Thomas C. Tubon scite author profile

Human stem and progenitor cells offer an innovative way to study early events in development. An exciting new opportunity for these cells is their application to study the underlying developmental consequences of genetic diseases. Because many diseases, ranging from leukemias to developmental disorders, are caused by single-gene defects, stem and progenitor cells that carry disease-causing genetic mutations are invaluable in understanding and treating disease. We have characterized human neural progenitor (hNPCs) cells that carry a single-gene defect that leads to the neurodevelopmental disorder Fragile X syndrome (FX). A loss-of-function mutation in the FMR1 gene leads to subtle changes in neural development and subsequent mental impairment characteristic of FX. hNPCs were isolated from fetal cortex carrying the FMR1 mutation to determine whether aberrations occur in their proliferation and differentiation.
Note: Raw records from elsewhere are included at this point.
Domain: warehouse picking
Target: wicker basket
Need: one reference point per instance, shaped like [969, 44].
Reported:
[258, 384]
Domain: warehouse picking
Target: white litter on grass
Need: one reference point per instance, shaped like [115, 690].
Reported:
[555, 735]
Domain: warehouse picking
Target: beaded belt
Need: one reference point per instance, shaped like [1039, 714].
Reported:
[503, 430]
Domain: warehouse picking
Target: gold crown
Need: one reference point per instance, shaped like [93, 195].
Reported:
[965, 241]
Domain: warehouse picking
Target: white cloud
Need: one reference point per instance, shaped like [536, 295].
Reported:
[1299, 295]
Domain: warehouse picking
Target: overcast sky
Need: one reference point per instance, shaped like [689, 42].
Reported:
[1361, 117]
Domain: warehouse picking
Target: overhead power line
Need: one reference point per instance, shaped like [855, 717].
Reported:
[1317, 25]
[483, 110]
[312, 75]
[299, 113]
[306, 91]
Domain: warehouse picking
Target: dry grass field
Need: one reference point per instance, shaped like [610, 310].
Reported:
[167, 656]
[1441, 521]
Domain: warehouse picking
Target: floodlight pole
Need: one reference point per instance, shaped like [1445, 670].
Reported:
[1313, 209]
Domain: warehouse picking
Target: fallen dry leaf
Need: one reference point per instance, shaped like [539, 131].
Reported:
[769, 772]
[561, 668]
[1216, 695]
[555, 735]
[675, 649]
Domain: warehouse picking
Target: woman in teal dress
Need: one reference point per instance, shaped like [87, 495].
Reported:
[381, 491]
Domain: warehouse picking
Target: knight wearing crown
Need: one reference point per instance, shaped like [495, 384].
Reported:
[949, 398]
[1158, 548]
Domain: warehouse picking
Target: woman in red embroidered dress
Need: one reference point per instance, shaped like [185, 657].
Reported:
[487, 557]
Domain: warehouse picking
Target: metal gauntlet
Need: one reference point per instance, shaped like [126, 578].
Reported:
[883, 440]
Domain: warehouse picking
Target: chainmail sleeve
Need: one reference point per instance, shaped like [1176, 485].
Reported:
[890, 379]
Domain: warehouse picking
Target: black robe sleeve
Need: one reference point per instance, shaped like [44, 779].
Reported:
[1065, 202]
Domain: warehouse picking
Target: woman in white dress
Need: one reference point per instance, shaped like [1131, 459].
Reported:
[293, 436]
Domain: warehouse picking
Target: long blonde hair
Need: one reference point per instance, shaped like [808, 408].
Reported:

As expected, FX hNPCs have reduced expression of the FMR1 gene product Fragile X mental retardation protein (FMRP), and this decrease is maintained in culture and following differentiation. In contrast to a previously published report, the proliferation of FX hNPCs and their differentiation into neurons is not different from unaffected controls. Although the early development of FX hNPCs is essentially normal, microarray analysis reveals novel changes in the expression of signal transduction genes in FX hNPCs. Therefore, hNPCs have intrinsic characteristics that can be investigated to further our understanding and potential treatment of developmental disorders such as FX.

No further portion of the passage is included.